David Johnston (Lord Nelson), Eiddwen Harrhy (Lady Emma Hamilton), Brian Rayner Cook (Sir William Hamilton), Elizabeth Bainbridge (Mrs Cadogan), Mary Thomas (Madame Serafin), Margaret Kingsley (Lady Nelson), Richard Angas (Capitaine de drapeau Hardy), Eric Shilling (Amiral Lord Minto), Orchestre symphonique et chœur de la BBC, dir. Elgar Howarth (BBC, 1983).
Lyrita SRCD.2392 (2 CD). Présentation, résumé et livret en anglais. Distr. Outhere.

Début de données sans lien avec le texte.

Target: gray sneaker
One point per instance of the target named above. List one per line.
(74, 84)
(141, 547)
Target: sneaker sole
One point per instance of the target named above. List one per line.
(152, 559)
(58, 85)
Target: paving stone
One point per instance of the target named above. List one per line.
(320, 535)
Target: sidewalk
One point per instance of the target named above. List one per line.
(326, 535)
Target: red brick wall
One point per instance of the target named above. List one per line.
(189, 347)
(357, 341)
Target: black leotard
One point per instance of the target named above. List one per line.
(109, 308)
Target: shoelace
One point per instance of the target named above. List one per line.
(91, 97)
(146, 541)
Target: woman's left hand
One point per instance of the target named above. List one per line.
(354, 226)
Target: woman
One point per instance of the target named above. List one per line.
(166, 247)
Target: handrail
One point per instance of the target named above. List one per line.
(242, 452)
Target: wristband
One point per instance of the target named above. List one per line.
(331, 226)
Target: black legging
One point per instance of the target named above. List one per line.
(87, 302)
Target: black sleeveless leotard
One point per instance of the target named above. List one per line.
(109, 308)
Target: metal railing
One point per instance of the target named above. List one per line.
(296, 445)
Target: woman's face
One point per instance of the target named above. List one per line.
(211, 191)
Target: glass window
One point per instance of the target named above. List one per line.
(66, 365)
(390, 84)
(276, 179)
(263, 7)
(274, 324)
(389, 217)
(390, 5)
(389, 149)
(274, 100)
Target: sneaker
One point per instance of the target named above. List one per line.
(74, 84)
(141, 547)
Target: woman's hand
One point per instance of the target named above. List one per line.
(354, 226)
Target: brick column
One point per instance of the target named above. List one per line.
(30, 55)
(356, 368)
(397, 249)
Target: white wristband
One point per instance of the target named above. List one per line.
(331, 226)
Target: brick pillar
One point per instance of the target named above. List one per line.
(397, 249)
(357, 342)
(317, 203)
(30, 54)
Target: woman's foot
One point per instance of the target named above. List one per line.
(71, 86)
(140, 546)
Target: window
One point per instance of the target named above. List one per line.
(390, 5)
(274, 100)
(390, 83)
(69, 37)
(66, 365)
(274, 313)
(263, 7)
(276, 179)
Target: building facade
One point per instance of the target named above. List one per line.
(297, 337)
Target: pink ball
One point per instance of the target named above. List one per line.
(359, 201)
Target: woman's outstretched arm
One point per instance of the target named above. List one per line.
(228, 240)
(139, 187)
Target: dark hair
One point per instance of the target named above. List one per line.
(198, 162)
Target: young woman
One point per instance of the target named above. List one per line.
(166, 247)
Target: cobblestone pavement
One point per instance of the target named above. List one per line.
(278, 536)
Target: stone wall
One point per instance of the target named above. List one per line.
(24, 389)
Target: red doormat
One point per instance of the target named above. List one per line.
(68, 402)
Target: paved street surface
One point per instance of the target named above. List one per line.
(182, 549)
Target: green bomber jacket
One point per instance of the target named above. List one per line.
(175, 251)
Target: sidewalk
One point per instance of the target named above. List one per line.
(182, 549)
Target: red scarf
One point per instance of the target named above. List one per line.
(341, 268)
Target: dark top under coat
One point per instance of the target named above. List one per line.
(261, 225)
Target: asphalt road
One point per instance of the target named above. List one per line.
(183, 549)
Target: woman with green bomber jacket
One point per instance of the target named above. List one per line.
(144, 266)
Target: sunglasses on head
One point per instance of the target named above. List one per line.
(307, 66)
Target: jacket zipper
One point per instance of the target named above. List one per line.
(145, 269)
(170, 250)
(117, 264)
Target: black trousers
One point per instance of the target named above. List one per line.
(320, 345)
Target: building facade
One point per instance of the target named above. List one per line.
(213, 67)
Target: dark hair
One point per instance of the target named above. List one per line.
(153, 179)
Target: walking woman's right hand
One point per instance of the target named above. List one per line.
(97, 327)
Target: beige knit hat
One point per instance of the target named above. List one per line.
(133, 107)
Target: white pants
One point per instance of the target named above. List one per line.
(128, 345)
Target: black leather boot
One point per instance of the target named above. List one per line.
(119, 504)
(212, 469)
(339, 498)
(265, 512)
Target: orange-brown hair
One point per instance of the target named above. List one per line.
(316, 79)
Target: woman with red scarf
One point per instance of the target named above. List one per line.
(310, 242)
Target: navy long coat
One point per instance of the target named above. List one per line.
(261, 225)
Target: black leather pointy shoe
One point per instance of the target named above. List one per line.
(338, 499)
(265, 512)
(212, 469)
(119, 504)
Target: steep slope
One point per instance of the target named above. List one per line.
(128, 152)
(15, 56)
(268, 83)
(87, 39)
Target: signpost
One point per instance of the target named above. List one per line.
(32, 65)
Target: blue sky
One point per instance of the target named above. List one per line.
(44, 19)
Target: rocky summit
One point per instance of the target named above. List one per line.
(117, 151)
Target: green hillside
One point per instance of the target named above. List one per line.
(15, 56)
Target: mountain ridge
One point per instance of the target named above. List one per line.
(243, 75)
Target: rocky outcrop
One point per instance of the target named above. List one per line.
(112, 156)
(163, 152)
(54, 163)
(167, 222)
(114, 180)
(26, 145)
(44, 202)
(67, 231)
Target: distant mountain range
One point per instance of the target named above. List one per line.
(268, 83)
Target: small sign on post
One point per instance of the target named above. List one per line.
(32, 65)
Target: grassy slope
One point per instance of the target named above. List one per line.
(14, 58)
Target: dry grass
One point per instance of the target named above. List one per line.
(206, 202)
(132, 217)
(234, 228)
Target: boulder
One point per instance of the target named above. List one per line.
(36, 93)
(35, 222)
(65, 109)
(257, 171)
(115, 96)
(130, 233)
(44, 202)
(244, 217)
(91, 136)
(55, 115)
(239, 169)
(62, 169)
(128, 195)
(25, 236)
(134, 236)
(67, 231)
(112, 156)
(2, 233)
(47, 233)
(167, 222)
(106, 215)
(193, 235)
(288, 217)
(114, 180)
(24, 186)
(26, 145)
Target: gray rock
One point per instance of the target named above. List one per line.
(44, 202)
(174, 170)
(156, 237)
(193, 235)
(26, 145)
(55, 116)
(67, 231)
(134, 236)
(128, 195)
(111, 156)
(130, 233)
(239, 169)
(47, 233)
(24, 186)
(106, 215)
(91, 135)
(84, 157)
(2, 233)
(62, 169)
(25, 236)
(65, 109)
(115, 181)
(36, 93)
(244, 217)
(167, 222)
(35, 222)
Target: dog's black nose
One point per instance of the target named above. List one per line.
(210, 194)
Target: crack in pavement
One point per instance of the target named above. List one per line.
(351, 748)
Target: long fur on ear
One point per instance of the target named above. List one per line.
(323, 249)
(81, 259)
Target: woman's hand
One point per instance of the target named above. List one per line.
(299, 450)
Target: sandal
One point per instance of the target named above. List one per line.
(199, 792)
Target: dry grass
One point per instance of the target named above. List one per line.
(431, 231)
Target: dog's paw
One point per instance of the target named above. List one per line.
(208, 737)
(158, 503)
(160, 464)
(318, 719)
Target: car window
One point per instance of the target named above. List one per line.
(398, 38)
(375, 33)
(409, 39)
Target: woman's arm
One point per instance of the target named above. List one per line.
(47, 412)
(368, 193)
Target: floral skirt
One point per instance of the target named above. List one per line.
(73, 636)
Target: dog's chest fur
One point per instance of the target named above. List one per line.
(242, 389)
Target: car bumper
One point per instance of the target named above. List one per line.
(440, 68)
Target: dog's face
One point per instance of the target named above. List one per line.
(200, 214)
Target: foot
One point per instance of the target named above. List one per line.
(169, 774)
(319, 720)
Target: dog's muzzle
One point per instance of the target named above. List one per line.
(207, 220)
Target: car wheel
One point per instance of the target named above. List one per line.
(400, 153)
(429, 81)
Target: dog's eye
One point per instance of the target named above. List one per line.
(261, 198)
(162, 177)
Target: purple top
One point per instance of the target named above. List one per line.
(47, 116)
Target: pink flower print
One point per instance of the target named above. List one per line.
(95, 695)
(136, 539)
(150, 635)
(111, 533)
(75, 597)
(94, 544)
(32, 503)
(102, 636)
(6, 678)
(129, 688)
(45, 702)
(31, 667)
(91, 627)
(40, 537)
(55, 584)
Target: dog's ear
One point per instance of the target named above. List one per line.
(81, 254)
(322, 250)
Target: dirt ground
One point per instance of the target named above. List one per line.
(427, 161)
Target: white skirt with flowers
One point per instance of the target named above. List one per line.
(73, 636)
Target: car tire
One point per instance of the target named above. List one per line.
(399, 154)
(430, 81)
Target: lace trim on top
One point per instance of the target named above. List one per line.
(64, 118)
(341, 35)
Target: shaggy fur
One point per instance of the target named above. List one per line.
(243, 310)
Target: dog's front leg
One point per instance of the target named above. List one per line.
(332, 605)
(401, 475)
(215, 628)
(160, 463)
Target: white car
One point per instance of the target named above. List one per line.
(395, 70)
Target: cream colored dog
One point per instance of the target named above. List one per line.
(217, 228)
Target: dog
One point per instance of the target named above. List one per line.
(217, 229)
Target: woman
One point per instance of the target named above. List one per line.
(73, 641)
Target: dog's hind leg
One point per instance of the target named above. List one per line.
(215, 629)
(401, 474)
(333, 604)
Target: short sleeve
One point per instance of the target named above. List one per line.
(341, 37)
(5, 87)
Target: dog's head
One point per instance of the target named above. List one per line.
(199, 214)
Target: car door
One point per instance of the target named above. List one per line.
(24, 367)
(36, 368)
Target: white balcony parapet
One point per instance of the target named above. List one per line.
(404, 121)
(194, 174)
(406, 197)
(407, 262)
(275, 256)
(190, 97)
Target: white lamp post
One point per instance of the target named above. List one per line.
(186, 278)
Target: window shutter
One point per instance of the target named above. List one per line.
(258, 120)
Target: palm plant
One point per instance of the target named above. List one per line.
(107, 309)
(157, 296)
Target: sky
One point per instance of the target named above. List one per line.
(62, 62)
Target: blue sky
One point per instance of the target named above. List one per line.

Né près d'Oxford dans une famille aristocratique, Lennox Berkeley (1903-1989) reçut les encouragements de Ravel avant d'étudier la composition avec Nadia Boulanger de 1927 à 1932. D'origine française par sa mère, il séjourna à de nombreuses reprises dans l'Hexagone et fut notamment un grand ami de Francis Poulenc. Il travailla à la BBC à la fin de la Seconde Guerre mondiale, puis enseigna à la Royal Academy of Music de Londres de 1946 à 1968. Contrairement à Britten, son cadet de dix ans, il écrivit peu pour la scène : un seul opéra d'envergure, Nelson, suivi de trois brefs ouvrages en un acte. D'abord donné en version de concert (avec piano) en 1953 au Wigmore Hall par l'English Opera Group (avec Peter Pears dans le rôle-titre), Nelson fut ensuite créé sans grand succès au Sadler's Wells de Londres en septembre 1954. La version commercialisée aujourd'hui par Lyrita provient d'un enregistrement effectué par la BBC en 1983.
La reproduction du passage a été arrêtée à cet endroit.